Typical cross section of additively manufactured type-2205 DSS samples. The darker area is more ferritic and the brighter more austenitic. A pattern can be seen in the bulk of the built sample, where lines 1 and 2 show the brightest and darkest etched regions

3.2 Thermal cycles

Thermal cycles for LHLT and HHHT samples are shown in Figs. 5 and 6, respectively. The thermal cycles of all deposited layers were successfully recorded with the thermocouples. Looking closer at the thermal cycles shows that deposition of each layer produced 4 and 3 distinctive peak temperatures for LHLT and HHHT samples, respectively. Each peak temperature indicates the deposition of one bead.

Fig. 5

Thermal cycles recorded for LTLH samples. “L” stands for layer and “B” for bead. Thermal cycles are for the interlayer temperature of 150 °C and 4 beads in each layer

Fig. 6

Thermal cycles recorded for HTHH samples. Thermal cycles are for the interlayer temperature of 250 °C and 3 beads in each layer

The peak temperatures recorded by each thermocouple for deposition of layers 1, 2, 7, and 8 are shown in Table 2 for LHLT and Table 3 for HHHT. When the thermocouple was closer to the deposited bead, for instance, layers 1, 2, and 3, the highest peak temperature of each thermocouple was achieved when the bead was deposited on the top of the thermocouple. However, as the distance from the thermocouples increased (for instance 9 layers, as shown in Figs. 5 and 6), the highest peak temperature was recorded when the last bead in each layer was deposited. A comparison of different thermocouples placed in the same layer shows that the highest peak temperature for each pass is always recorded for the thermocouple located under the current pass.
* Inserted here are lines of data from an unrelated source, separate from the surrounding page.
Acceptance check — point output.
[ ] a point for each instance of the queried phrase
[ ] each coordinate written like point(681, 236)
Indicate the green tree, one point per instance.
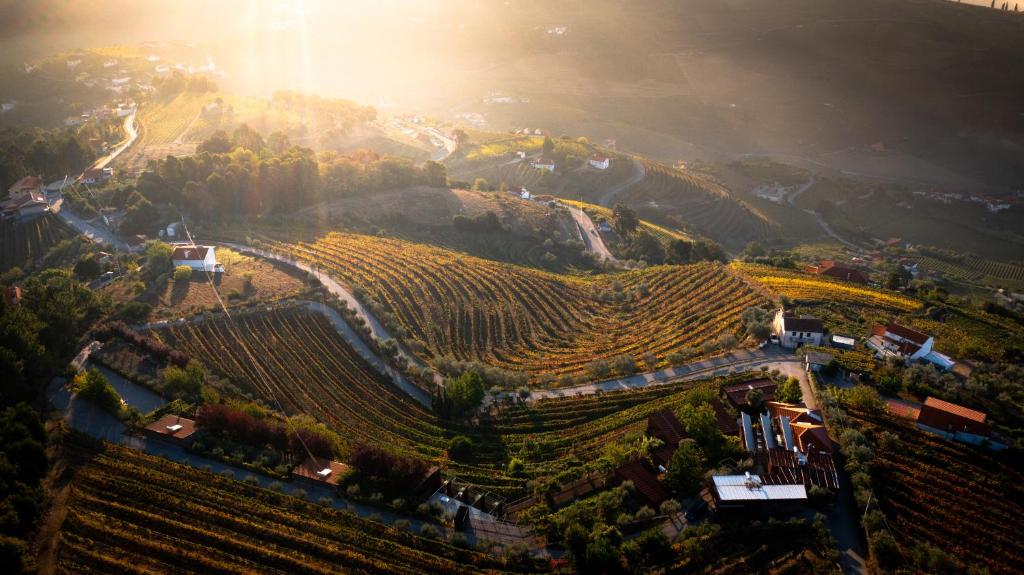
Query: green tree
point(686, 468)
point(680, 252)
point(548, 147)
point(158, 257)
point(790, 391)
point(625, 220)
point(93, 386)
Table 2 Peak temperatures recorded with thermocouples for the LHLT sample

Table 3 Peak temperatures recorded with thermocouples for the HHHT sample

The peak temperatures measured by the thermocouples at the interface between the substrate and the build were above 600 °C for up to 3 layers for the LHLT sample, but up to 5 layers for the HHHT sample. For thermocouples attached on layer 7, the peak temperature was above 600 °C until 4 layers for the LHLT sample, but 6 layers for the HHHT samples. This showed that the peak temperature isotherms became wider at locations higher up in the built material.

The total fabrication times were 183 min for LHLT and 110 min for HHHT. As shown in Table 4, the time of each layer at temperatures above 400 °C (Δt_>400) was 151 s at the bottom and 178 s in the middle of the LHLT sample. This time is 167 s at the bottom and 200 s in the middle of the HHHT sample. It was therefore seen that the HHHT sample experienced a longer Δt_>400, but the production time was longer for the LHLT sample due to the lower interlayer temperature. In addition, both samples experienced longer Δt_>400 for the thermocouples attached on layer 7 than those attached on layer 1.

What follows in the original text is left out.